This work has produced a substantial body of methods, ideas and results, including deep insights into the processes behind the extraordinary rates of innovation in complex adaptive systems as diverse as modern markets and mammalian immune systems.

But despite enormous promise and high expectations, the study of complex systems has yet to produce practical results that significantly better our world.  It has not, for instance, helped improve real-world processes of social and technological innovation, nor has it helped policymakers address more effectively the world’s most urgent problems. This disappointing outcome is not entirely the result of the limited progress of complex-systems studies: human societies’ procedures and structures are deeply resistant to change, in part because most societies remain firmly grounded in “mechanistic” world views that have guided apparently successful problem solving in the past.

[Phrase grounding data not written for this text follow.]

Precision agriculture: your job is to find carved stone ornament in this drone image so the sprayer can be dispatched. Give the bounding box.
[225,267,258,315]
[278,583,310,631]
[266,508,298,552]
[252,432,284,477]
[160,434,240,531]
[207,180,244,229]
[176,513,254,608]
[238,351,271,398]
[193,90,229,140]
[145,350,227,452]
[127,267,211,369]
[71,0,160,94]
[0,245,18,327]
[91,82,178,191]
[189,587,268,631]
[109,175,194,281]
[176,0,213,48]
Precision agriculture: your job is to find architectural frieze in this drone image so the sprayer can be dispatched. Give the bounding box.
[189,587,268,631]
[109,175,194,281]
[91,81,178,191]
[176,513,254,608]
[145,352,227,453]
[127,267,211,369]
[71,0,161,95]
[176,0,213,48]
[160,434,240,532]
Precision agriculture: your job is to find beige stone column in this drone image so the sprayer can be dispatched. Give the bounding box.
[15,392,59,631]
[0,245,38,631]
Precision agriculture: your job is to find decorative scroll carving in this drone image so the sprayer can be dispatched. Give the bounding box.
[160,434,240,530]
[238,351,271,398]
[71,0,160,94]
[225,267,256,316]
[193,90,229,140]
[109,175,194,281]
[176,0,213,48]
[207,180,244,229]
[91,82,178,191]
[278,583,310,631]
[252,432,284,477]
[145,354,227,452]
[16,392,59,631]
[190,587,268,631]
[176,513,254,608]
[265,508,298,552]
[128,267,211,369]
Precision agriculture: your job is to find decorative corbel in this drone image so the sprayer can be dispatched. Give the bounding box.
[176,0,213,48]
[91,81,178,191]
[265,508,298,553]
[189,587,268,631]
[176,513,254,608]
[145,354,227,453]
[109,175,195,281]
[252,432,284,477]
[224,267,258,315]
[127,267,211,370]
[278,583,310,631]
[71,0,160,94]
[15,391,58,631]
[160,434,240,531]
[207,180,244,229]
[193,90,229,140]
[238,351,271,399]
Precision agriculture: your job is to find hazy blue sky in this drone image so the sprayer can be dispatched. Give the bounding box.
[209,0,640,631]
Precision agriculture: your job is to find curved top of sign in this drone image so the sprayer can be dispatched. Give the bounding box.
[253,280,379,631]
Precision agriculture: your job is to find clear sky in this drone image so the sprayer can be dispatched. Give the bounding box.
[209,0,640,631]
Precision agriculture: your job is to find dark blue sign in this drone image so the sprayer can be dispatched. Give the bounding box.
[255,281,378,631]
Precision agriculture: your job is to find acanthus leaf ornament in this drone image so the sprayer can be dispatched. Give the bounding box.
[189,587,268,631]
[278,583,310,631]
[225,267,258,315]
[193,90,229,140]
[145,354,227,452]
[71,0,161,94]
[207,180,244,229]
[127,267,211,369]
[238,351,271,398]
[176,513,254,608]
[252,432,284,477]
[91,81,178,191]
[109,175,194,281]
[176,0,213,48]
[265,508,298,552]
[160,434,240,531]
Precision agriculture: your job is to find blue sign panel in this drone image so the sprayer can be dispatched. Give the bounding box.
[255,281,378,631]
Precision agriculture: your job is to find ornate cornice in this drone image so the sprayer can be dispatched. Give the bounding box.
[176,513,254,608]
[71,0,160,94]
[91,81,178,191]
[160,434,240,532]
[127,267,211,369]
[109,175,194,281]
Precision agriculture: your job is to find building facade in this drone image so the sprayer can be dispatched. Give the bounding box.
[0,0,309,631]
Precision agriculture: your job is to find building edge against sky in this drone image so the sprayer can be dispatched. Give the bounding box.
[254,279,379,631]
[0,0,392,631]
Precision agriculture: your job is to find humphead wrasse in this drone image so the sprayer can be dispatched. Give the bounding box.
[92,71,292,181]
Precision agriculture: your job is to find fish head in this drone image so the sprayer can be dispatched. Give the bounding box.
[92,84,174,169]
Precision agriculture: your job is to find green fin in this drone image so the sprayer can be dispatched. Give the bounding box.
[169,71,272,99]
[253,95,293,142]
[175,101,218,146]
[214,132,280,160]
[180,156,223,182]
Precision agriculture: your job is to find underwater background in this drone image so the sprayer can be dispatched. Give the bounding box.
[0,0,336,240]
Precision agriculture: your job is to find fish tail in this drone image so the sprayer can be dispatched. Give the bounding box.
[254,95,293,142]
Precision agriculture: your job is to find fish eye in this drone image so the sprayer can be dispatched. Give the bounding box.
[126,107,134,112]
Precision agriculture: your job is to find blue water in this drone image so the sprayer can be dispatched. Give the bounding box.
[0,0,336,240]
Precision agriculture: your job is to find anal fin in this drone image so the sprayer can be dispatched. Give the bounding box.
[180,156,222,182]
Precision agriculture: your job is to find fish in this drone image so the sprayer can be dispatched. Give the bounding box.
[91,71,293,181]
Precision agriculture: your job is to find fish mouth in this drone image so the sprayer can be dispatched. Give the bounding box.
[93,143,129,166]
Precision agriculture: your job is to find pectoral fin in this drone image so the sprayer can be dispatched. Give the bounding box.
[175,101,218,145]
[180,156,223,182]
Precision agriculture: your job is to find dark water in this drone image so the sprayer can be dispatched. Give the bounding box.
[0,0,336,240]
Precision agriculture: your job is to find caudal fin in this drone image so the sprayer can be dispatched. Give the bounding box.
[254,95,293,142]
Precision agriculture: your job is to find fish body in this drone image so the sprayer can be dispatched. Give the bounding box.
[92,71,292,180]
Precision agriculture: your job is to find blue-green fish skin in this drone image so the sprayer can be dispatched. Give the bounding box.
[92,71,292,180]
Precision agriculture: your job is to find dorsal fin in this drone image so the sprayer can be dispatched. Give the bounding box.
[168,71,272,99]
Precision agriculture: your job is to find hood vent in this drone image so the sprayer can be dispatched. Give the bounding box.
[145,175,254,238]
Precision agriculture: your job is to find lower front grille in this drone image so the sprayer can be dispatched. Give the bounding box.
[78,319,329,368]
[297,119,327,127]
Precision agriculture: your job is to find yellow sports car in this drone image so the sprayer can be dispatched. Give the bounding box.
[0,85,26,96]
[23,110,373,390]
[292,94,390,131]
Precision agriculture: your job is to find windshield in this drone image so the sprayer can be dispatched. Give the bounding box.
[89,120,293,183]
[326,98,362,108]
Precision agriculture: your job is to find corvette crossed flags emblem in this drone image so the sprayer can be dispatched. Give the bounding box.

The University of Waterloo is uniquely situated to unlock this promise.  It has an entrepreneurial intellectual culture that encourages transdisciplinary research; it has a long-established strategic vision that promotes innovation; it has enormous program strengths in fields of central relevance to complexity studies, including applied math and computer science; and it has close associations with research centres such as the Perimeter Institute and the Centre for International Governance Innovation that have a deep interest in the behavior of complex systems.

We have therefore created an interdisciplinary institute—the Waterloo Institute for Complexity and Innovation—that integrates complex-systems knowledge from the university’s faculties, departments, centres and schools and that will draw complex-systems expertise from around the world to address the most pressing problems of the 21st century.